Wang Yong-Bin, Kong Xiang-Li, Zhang Ben-Guang, Zhao Chang-Lei, Chen Xi-Xin, Li Shao-Xing, Liu Xin, Huang Bing-Cheng
Shandong Provincial Institute of Parasitic Diseases, Jining 272033, China.
Zhongguo Xue Xi Chong Bing Fang Zhi Za Zhi. 2013 Dec;25(6):618-22.
To understand the characteristics of malaria prevalence and epidemic in Shandong Province in 2012 so as to provide the evidence for improving the work of the elimination of malaria.
The epidemiological data of malaria cases collected from the Disease Surveillance Information Reporting System of Chinese Center for Disease Control and Prevention were analyzed with the descriptive epidemiological method for epidemiological characteristics of malaria.
A total of 93 malaria cases were reported in Shandong Province in 2012 with the incidence of 0.097 per 100 thousand, with a reduction of 19.83% as compared to 2011. There were 93 imported cases which decreased by 4.12% compared with 97 cases in 2011 and it was the first year that there was no local infection. Jining, Qingdao and Weihai cities reported more cases, with 62.37% (58/93) of the total number of the whole province. Totally 93.55% of malaria cases were imported from Africa, most from Equatorial Guinea, Nigeria and Angola. There were 3 cases of imported ovale malaria firstly reported.

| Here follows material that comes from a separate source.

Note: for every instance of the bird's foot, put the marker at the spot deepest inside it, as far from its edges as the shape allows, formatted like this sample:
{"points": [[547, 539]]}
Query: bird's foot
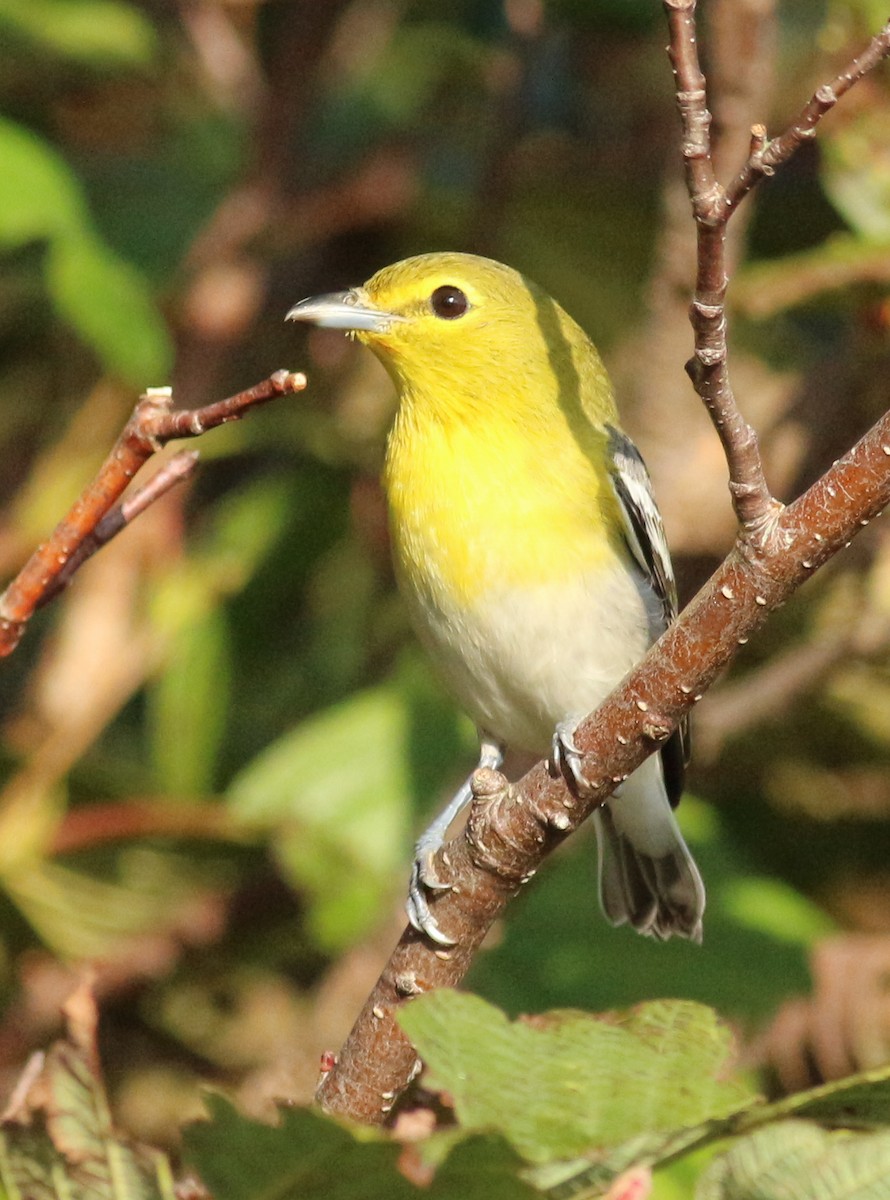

There were no local malaria cases reported in Shandong Province in 2012, but the imported malaria prevention and control was still not optimistic. In order to achieve the goal of malaria elimination in Shandong Province, it needs to continue to strengthen epidemic management, professional training and work supervision, strengthen management, advocacy and detection on the floating population, and explore multisectoral coordination mechanisms.
了解2012年山东省疟疾流行特征,为推进消除疟疾工作提供依据。
利用中国疾病预防控制中心疾病监测信息报告系统收集的疟疾病例流行病学资料,采用描述性流行病学方法分析疟疾的流行病学特征。
2012年山东省共报告疟疾病例93例,发病率为十万分之0.097,较2011年下降19.83%。输入性病例93例,较2011年的97例下降4.12%,且首次无本地感染病例。济宁市、青岛市和威海市报告病例较多,占全省总数的62.37%(58/93)。93.55%的疟疾病例来自非洲,主要来自赤道几内亚、尼日利亚和安哥拉。首次报告输入性卵形疟病例3例。
2012年山东省无本地疟疾病例报告,但输入性疟疾防控形势仍不容乐观。为实现山东省消除疟疾目标,需继续加强疫情管理、专业培训和工作督导,强化对流动人口的管理、宣传和检测,探索多部门协调机制。